Navigation und Service

Zielgruppeneinstiege

73. Genehmigung nach dem Stammzellgesetz

Erteilt am 16.08.2012. Erweitert am 29.04.2014 (siehe 6.).

1. Genehmigungsinhaber(in)

Herr Dr. Alessandro Prigione (bis September 2012 Max-Planck-Institut für molekulare Genetik, Berlin, seit Oktober 2012 Max-Delbrück-Centrum für Molekulare Medizin (MDC), Berlin)

2. Zell-Linien

Die vorgesehenen Forschungsarbeiten erfolgen unter Verwendung der folgenden humanen embryonalen Stammzell-Linien:

  • H1 (Wicell Research Institute, Madison, WI, USA)
  • H9 (Wicell Research Institute, Madison, WI, USA)

Die Genehmigung gilt auch für die Einfuhr und Verwendung von Sub-Linien (z.B. von klonalen Sub-Linien oder genetisch modifizierten Derivaten) der genannten humanen embryonalen Stammzell-Linien.

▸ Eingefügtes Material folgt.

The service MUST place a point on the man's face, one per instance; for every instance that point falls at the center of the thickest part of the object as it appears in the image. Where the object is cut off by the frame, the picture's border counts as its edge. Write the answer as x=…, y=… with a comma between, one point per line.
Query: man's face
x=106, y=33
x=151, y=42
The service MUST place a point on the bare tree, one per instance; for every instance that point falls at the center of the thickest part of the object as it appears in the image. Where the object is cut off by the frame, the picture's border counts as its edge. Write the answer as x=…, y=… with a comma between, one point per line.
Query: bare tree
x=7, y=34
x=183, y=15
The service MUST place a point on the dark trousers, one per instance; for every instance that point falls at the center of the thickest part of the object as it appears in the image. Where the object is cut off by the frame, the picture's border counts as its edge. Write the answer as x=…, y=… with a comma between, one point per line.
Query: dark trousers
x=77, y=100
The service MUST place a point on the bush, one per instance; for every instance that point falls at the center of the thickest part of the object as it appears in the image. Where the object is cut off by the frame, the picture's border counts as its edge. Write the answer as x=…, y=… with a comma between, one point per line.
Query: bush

3. Angaben zum Forschungsvorhaben

Gegenstand eines ersten Teilprojektes ist es, den Einfluss der Reprogrammierung somatischer Zellen zu humanen induzierten pluripotenten Stammzellen (hiPS-Zellen) auf Funktionen und Eigenschaften der Mitochondrien zu bestimmen. Insbesondere soll der Effekt unterschiedlicher Reprogrammierungsmethoden und Kultivierungsverfahren, der Einfluss bestimmter zellulärer Signalwege sowie die Rolle der Langzeitkultivierung mit Blick auf die Eigenschaften der Mitochondrien der reprogrammierten Zellen im Vergleich zu Mitochondrien von hES-Zellen analysiert werden. Dabei sollen u. a. mögliche Veränderungen in der mitochondrialen DNA, der Energiestoffwechsel sowie das mitochondriale Metabolom und Transkriptom untersucht werden. Um einen möglichen Einfluss der Mitochondrien-Reprogrammierung auf die Differenzierung pluripotenter Zellen bestimmen zu können, sollen hES- und hiPS-Zellen in solche Zelltypen differenziert werden, die einen hohen Energieumsatz haben, und die differenzierten Zellen insbesondere bezüglich des Reifegrades und der Funktionalität ihrer Mitochondrien untersucht werden.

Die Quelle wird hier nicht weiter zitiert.